What I have tried to get at is messy, and probably asks for a thesis over an article. I think there is both something in the very definitive physical form of a text (a book that is 250 pages long, say, will look like it is only 250 pages long: it has a physical end we can touch and see) — but its content slyly storms past these ends and conclusions, lingering long in the skies and our consciousnesses. You can read the last page of a book, but there are so many more words, unwritten, and unrecorded—your readerly voyeurism is over—about the characters’ lives we followed and invested our time into. It is only that we see as much as the book personally wishes to relate to us, and never any more; the eternity of a book character laughs at our fixed efforts of printing and publishing, as though that were the final exposition on anything or anyone.

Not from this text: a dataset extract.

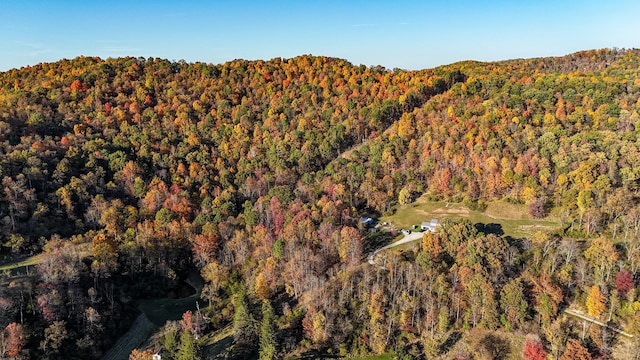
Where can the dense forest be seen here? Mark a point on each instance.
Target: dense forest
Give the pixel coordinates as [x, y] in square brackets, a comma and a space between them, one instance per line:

Moreover, the stakes are only as high as we choose them to be. Dunk your brain in cold water and come to your senses for these characters are fiction. Only as real as you want them to be. At any rate, you will never run into them in a lecture, or crying in the library. That being said, no one will stop you from fully submerging yourself into the story, gathering the speed and pace and tensions of the novel or poem, lifted by a knightly lover’s hand and drawn up onto his steed, and cantering far, far away.